Fourth point: The analysis of Regeni’s computer, handed over to prosecutors by the family, and the entire preliminary investigation revealed no links between Regeni and any intelligence service. He had had no contact with “dubious” people, and he had collected no information for purposes other than his research, which was also public. Those studies were the framework of his famous article, published posthumously by il manifesto, about the largest trade union meeting in recent years.

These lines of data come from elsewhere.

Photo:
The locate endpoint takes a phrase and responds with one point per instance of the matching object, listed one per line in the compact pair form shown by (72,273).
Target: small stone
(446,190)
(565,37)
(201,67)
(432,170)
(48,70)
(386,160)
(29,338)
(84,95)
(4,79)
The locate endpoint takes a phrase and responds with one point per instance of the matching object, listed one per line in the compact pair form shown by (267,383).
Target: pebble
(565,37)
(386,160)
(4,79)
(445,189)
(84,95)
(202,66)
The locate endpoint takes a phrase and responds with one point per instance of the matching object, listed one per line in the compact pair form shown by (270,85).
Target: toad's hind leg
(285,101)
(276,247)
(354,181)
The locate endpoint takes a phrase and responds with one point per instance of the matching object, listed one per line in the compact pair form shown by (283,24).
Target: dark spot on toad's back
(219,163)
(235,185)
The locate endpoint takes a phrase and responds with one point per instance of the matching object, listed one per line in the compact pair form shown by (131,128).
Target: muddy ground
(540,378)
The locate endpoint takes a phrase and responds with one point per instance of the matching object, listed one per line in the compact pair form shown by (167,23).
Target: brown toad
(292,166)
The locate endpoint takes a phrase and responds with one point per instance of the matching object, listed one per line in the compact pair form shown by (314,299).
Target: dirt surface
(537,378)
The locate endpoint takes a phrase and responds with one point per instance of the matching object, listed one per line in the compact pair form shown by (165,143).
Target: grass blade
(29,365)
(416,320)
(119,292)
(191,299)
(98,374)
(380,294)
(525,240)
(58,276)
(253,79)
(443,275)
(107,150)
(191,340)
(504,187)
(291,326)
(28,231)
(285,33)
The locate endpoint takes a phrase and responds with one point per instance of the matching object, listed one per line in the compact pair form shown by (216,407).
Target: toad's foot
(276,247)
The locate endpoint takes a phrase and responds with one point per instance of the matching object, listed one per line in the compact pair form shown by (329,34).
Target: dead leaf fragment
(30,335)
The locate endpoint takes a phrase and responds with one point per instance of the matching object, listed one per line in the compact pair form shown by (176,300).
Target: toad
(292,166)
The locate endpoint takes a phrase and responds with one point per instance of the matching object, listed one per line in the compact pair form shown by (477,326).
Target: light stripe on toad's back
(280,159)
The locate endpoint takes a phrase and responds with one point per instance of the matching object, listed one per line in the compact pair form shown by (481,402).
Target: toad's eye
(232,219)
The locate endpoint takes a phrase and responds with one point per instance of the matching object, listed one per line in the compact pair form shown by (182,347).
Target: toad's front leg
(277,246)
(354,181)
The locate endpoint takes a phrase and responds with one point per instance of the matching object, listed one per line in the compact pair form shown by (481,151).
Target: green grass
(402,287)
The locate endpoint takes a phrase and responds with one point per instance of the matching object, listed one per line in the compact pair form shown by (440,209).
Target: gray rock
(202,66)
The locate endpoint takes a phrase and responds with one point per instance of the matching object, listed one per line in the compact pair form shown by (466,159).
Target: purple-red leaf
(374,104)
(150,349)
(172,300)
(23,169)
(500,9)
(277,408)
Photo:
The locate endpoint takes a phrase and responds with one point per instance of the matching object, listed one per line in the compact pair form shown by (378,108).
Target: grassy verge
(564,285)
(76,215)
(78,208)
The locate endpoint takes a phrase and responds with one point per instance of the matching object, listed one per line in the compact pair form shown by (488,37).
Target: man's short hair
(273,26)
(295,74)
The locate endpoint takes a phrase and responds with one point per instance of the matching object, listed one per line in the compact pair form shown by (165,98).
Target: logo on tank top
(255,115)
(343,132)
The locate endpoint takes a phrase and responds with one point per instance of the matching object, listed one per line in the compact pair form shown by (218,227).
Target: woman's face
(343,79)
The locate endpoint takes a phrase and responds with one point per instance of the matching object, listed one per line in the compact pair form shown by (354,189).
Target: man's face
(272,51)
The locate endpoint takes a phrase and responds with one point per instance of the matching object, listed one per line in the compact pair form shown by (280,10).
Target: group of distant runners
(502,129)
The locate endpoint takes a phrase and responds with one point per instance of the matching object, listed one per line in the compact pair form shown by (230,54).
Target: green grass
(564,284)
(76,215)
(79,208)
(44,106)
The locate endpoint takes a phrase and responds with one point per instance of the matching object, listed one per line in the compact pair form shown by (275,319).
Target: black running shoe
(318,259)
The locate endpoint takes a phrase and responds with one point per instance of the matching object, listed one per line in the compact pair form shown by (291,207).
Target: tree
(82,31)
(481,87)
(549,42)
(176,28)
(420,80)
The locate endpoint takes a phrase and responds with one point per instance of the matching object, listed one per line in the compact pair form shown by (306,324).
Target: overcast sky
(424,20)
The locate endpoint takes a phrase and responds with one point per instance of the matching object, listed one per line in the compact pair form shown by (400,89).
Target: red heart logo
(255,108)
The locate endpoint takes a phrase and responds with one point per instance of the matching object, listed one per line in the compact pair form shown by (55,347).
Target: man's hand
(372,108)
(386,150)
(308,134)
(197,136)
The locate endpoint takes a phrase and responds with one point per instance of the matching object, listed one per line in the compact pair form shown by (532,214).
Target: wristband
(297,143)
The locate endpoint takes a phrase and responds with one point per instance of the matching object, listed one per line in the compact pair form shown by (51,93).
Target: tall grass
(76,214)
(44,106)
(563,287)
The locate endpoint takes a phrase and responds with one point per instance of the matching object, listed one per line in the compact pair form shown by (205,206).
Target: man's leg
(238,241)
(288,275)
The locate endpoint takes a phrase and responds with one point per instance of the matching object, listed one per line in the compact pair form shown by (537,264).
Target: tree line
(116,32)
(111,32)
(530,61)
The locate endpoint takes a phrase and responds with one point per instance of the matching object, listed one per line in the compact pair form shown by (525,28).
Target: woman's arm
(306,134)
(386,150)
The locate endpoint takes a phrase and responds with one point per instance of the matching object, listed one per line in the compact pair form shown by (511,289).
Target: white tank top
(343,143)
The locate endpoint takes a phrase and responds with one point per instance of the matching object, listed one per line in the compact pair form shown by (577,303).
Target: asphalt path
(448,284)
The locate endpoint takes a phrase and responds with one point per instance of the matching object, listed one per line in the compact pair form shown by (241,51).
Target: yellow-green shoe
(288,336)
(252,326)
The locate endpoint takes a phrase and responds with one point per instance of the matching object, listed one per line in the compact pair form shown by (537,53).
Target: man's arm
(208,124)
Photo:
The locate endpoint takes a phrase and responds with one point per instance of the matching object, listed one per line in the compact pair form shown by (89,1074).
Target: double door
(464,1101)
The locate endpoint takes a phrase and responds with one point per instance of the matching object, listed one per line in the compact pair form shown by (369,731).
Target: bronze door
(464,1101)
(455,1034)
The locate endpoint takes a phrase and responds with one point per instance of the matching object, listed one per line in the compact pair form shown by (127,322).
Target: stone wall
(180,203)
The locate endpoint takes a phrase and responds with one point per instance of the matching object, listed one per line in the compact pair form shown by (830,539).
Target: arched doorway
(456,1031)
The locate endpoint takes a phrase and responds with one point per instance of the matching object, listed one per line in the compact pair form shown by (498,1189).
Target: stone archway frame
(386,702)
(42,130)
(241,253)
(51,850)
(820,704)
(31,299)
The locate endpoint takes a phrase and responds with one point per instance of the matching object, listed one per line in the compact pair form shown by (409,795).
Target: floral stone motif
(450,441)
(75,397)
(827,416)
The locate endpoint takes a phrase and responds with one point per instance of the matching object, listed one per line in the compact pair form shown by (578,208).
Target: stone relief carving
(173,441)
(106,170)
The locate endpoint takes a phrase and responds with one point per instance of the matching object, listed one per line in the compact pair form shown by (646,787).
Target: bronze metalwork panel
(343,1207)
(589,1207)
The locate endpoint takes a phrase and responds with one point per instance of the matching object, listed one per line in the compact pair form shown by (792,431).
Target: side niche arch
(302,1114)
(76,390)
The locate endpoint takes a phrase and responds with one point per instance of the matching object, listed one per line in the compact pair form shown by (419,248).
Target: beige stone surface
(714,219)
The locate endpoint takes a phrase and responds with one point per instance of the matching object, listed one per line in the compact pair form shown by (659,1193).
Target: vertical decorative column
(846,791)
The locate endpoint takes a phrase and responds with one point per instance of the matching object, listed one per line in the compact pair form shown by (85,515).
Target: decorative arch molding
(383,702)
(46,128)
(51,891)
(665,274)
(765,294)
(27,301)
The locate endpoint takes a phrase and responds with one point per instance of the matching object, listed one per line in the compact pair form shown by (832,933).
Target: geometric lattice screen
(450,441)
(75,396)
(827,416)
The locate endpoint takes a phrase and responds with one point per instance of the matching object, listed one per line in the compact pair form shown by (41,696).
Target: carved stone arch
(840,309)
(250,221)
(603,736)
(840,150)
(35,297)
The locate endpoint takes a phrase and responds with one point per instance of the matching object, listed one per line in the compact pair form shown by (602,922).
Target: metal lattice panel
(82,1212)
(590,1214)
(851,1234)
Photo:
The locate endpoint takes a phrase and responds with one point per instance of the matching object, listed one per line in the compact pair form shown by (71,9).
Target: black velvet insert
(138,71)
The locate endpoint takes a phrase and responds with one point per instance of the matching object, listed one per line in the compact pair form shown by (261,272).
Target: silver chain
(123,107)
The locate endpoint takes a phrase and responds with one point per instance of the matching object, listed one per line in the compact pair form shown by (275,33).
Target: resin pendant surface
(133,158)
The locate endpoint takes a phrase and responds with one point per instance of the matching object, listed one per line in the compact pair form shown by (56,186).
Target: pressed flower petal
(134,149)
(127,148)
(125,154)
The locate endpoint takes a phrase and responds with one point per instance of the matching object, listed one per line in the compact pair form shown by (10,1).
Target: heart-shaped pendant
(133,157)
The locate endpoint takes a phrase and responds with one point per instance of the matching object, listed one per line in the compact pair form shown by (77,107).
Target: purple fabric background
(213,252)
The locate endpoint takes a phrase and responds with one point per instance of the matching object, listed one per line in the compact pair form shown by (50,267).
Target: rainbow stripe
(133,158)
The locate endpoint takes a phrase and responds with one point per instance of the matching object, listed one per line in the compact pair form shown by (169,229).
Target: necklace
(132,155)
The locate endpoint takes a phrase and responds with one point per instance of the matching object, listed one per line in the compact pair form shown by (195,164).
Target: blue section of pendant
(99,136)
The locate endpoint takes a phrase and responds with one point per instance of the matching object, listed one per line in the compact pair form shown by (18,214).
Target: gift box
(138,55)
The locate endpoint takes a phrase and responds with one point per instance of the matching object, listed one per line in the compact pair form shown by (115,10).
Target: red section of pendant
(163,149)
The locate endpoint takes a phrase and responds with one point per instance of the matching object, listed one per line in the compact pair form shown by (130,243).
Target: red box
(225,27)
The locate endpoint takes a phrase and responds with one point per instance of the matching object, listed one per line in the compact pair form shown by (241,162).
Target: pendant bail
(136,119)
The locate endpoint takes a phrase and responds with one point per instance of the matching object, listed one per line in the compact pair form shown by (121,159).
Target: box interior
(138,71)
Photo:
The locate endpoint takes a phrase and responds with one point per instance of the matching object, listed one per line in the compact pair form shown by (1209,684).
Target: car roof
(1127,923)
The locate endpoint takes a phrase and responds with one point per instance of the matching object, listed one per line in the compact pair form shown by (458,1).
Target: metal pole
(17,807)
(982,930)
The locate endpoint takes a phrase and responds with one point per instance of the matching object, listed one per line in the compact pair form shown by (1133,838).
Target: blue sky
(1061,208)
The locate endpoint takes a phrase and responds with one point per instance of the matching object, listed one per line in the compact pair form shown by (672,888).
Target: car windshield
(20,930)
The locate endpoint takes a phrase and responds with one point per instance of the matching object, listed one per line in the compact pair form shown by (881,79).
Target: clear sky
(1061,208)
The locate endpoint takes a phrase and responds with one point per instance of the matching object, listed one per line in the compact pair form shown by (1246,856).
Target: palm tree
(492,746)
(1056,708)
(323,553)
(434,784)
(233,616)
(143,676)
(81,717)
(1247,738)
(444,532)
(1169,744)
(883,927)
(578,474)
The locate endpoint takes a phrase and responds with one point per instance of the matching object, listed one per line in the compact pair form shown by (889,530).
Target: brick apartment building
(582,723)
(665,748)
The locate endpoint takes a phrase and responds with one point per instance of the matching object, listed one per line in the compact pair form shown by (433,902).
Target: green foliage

But — the fifth, and essential, point — is that Regeni did not have a rap sheet in Egypt, and he was not under their surveillance before the day of his disappearance, Jan. 25. That information was leaked by Italian investigators, but it’s unclear whether it came from the Giza prosecutor or from the Egyptian Interior Ministry. If this is true, it means Regeni was not targeted but rather swept up in the mass raids that marked the fifth anniversary of the Tahrir Square protests. Perhaps later, he was identified as a troublesome person, tortured and killed.

However, there is little evidence in the hands of the Italian special investigators who have been dispatched to Cairo. Regeni’s cell phone was never found. And Egyptian authorities have not provided his cell phone data. Roman prosecutors have already requested Regeni’s passwords to social networks, to attempt to partially reconstruct his movements through geolocation. The companies have not replied. And the Giza prosecutor has not responded to the request from Rome to view their investigative file, the Egyptian autopsy report and surveillance camera footage.

Faced with Egypt’s opacity in the case, it begs a question: How can you exclude that Regeni was not already under surveillance by Egyptian secret services?

Rome is growing increasingly impatient. On Friday, Foreign Minister Paolo Gentiloni said on Italian radio that prosecutors could no longer afford to wait for “the cooperation and willingness” that promised. “The problem is that this willingness should be ​​more effective,” the minister added.

Gentiloni’s message was clear: “I vehemently deny that Italy can give up seeking justice. It is not a temporary claim that can fade when it ceases to attract attention. If it ever ceases. Because I think the Egyptian government should be aware that, on this matter, the international attention is not going to fade.”